If you have ever been to Walt Disney World, you have probably been delighted by the parades that march down the Main Street USA in the Magic Kingdom or wind around the streets of Disney’s Animal Kingdom. The parades are a joy to watch, but they are also a marvel of technology. While the technology is well hidden behind the scenes, it is critical to the magical form of entertainment that Disney does like no other – a Disney parade.
Music Helps Make The Parade
One of the most impactful aspects of a Disney parade is the music. It seems to come from every direction. And while many people do not realize it at a conscious level, the music changes as the parade moves down the street. If you are watching the Main Street Electrical Parade and you see a circus calliope, you also hear circus organ music. In the same way, if you see a parade of that represents scenes from The Little Mermaid, you will hear the sounds of bubbles in the Calypso music that makes up the trademark sound of that classic film.
All of this coordination seems to happen seamlessly. It works so well, you don’t even realize that it is happening. You simply enjoy the overall immersive experience that is created. But the timing, the technology, and the coordination that makes all of this happen is technically very complicated. It’s one of the reasons why Disney employees so many engineers of so many different kinds.
Don Dorsey’s Role In Parade Technology
One of the advancements Disney made in the timing of music to parade actions started with a consulting relationship that Don Dorsey had with the Disney Company way back in 1975. Don was hired by Disney to create the musical soundtrack for a new parade that celebrated America’s bicentennial called “American On Parade.” Don was unique in the music industry and that he was a pioneer in combining that sounds of music synthesizers (which were quite new at that time) with traditional musical instruments. After Don created a musical soundtrack for the parade, he continued his work in figuring out how to integrate the specific timing of the music with the various moving elements of a parade.
America On Parade had a 7 minute audio pre-show introduction. The idea was that as soon as the introduction ended, the parade floats should be arriving in front of guests. This was difficult to achieve because Disney had seven different audio zones for the floats. The introduction for the guests at the beginning of the parade route had to be played at a different time than the introduction for the guests at the end of the parade route. Otherwise, for the guests at the end of the parade route, there would be an introduction followed by a long period of nothing happening while the parade units made their way down the route.
For many months in the mid-seventies you could find Don standing on top of Disney buildings studying how the floats moved and providing directions to technicians who manually managed the music.
Main Street Electrical Parade 2.0
Disney was so pleased with don’s work on “America on Parade” that they hired him to rework the very popular of Main Street Electrical Parade. Don was made the Music Director and developed the new soundtrack for the parade. It was a tremendous showcase for Don’s groundbreaking work in synthesized music.

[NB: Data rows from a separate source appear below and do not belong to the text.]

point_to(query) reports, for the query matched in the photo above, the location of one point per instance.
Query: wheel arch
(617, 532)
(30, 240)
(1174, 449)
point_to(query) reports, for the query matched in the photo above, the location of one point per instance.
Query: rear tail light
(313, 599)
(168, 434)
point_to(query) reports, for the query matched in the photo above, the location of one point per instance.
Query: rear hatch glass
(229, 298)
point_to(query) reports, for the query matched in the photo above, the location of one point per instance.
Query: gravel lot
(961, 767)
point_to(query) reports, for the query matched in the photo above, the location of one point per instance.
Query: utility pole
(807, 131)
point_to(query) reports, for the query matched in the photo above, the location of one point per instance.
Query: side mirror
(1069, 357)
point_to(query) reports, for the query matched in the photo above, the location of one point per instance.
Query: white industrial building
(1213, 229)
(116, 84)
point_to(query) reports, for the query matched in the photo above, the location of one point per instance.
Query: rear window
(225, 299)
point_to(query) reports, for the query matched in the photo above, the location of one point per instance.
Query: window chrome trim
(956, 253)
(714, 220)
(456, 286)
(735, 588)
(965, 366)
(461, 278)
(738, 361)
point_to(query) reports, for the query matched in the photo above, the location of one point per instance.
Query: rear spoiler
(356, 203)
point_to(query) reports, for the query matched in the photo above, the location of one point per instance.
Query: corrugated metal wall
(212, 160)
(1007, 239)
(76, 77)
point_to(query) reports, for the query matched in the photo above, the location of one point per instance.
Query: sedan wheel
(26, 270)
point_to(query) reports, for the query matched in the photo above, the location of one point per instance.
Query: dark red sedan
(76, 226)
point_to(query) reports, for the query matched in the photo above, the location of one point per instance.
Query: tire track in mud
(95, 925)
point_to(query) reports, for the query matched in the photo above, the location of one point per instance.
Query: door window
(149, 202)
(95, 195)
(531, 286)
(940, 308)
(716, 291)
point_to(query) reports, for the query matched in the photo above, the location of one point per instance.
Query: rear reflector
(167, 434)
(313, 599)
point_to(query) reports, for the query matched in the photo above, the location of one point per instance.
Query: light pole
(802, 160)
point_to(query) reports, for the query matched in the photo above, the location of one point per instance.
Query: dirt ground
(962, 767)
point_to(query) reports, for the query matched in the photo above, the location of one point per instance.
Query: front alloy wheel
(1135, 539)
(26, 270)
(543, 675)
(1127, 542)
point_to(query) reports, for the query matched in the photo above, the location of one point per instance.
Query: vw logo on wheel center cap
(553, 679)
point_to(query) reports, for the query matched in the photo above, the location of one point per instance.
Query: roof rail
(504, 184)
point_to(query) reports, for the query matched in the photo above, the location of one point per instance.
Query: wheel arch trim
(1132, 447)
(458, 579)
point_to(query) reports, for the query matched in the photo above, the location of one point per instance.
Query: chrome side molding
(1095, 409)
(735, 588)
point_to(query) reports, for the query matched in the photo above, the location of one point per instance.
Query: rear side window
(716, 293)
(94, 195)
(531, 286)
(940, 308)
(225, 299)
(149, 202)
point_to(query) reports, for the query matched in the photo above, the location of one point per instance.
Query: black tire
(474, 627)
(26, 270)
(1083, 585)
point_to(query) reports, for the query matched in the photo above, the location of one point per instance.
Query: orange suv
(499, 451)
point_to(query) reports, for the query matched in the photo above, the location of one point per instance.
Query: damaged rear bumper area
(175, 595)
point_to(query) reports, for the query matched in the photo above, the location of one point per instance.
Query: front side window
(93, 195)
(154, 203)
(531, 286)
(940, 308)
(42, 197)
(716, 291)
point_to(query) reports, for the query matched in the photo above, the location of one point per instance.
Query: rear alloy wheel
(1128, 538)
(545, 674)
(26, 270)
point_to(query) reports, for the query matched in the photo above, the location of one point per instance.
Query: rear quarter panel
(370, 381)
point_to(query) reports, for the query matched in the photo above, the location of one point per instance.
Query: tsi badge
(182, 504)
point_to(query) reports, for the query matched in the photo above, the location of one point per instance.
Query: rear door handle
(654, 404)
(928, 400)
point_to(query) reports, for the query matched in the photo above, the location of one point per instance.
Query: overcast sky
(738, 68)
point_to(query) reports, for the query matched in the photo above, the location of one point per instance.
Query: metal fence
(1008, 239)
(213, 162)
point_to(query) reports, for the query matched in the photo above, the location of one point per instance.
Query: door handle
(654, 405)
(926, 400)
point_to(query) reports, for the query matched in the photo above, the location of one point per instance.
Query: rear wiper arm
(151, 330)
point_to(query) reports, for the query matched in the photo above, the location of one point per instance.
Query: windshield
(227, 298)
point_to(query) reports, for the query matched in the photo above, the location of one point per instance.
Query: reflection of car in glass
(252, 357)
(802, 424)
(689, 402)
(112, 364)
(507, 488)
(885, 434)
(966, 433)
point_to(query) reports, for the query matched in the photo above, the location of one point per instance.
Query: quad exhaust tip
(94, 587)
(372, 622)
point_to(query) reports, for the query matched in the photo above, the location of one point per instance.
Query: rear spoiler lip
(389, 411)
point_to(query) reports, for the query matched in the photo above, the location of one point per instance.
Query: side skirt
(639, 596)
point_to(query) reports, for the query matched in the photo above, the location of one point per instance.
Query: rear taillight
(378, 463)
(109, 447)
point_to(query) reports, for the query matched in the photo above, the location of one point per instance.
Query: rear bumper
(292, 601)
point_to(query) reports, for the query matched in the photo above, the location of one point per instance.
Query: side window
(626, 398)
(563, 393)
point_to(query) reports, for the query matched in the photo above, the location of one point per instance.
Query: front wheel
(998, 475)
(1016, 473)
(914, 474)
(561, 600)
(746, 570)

Don also wanted to do something new in the staging of the parade. With the original parade, you heard an introduction played and then heard a “fade in” of the continuing parade music. Don wanted something more dramatic. To make things more exciting, Don designed a fanfare that transitioned directly into the ongoing parade music without a break. He also designed a “lights out” on cue with the music. This had to happen in each parade zone, so that parade viewers would have the lights “go out” in their area followed very shortly by the first parade floats coming by. For example, when the parade starts in Frontierland, the light go out there and the first parade units start to move by. But those same first parade floats won’t make it to Main Street USA for several more minutes. So the lights need to stay on in Main Street until just the right time.
All of this required careful synchronization so that the audio components melded together seamlessly, and coordinated with lighting and the movement of the parade floats. The effect, called an “opening window”, worked so well that he has been used in nearly every Disney parade since its introduction.
Mickey Track Automates Parade Management
All of this leads to a terrific idea: why not automate this process with a computerized system that would perfectly coordinate the music and the parade floats? From this idea was born “Mickey Track” which is a computerized system that Don designed. It was first implemented in 1980 (Source).
Over the years the parade control system has been improved. It now includes all-digital audio and computer systems that make smart decisions about how to manage the parade. It uses sensors embedded in the street to track the movement of the floats, and controls the sound played by 200 different speakers in the buildings around the park.
“Mickey Track”, also known as DECS, it is now the company standard for the technical management of parades throughout all Disney Parks around the world. Don continues his consulting career with organizations ranging from Disney to Universal, from Sea World to Suzuki (Source).
If you enjoy the music, the technology, and the artistry that are presently flawlessly day after day in Disney parades, you can thank Don Dorsey – and Mickey Track.